Truth for anyone should have some basis for ascertaining what is... and is not a truth... and that usually is found in their mode of ethics, and not not subjective unbiased known facts. Which is why motives, and hidden agenda's, and ideology is so important in politics, law, finance, religion, media, and anyone else that makes the claim they are there to help.

Absolute truth wouldn't violate the laws that we can see of nature. We know what it is when it leads to harmony of the laws of nature (ie universalism and human ethics verse tribalism) and not a misrepresentation of anything else it interacts with.

AIMHO

ps One could say if capitalism required truth in the markets to reach its full potential for society, than one could also argue that today we are as far from economic truth as we have ever been in a 100 years. Capitalism in 2010 is a complete fraud, and so is the political class the underwrites it and their assumptions.
The financial truth is if the Earth had to come up with the dough to pay all its debts it really would be flat.

The economists are missing the point, not because they're stupid people or even dishonest, but because the world doesn't run 'financially' on their projections.

It runs on the conventions of double-entry cost accountancy. And in that accountancy, as it is currently carried on, there is no distinction between 'money' itself and things that are 'priced' in 'money'.

There is a difference, however.
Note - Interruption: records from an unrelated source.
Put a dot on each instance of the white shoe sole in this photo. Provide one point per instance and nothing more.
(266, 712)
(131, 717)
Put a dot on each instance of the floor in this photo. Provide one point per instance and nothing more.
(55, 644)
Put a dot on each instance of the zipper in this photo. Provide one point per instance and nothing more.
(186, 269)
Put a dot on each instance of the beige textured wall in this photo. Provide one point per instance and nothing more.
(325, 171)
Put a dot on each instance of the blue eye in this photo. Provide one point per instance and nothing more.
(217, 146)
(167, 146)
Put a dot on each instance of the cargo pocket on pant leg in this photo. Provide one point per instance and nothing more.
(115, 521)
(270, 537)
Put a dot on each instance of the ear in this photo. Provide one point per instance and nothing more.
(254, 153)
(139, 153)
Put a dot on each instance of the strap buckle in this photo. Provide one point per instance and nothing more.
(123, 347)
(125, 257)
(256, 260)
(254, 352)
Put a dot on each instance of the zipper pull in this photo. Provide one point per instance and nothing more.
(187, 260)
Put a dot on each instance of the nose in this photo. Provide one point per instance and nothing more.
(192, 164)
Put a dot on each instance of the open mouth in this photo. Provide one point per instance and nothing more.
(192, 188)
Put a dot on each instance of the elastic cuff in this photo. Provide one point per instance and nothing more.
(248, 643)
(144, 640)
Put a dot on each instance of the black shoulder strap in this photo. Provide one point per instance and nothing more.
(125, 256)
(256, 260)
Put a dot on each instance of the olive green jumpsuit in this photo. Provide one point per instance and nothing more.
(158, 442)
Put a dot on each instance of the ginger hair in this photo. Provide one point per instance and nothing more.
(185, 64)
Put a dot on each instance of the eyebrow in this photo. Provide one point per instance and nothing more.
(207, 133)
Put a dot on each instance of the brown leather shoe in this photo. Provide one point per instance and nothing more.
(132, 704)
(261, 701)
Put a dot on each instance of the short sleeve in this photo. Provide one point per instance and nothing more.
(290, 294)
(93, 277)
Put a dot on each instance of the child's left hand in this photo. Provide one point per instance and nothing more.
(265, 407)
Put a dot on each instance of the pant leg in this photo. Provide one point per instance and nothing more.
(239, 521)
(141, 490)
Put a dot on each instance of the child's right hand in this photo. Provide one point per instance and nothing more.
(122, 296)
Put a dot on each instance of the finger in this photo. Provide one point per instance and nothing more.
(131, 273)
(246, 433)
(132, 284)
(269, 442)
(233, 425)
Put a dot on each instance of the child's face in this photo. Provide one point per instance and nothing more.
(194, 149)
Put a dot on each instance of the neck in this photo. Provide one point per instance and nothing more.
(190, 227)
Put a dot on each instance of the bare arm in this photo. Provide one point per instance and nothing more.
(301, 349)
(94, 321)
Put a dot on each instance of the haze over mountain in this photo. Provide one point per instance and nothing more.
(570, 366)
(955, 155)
A very big difference, and one that's growing larger year by year. The overall generation of 'prices' continues to outpace the overall generation of 'incomes' in each successive cycle of modern production.

Since those 'prices' are composed of 'costs', of which the current 'incomes' that will enable them to be met are just one, the present overall financial system is not fully 'self-liquidating', as it should be, as production moves through into consumption.

This creates a very unstable situation given to wide swings between 'boom' and 'bust' in such primary industries as forestry, mining, oil and gas, etc. And ultimately, in all industries providing more 'value-added' goods and services, too.

It is a situation that could be corrected, but not as we've been attempting to do it so far. It is a very wasteful situation, as plants open and close, are built and torn down, and built again. It is a situation, on close examination, far more damaging to the environment than any of the current culprits we have been conditioned to focus upon.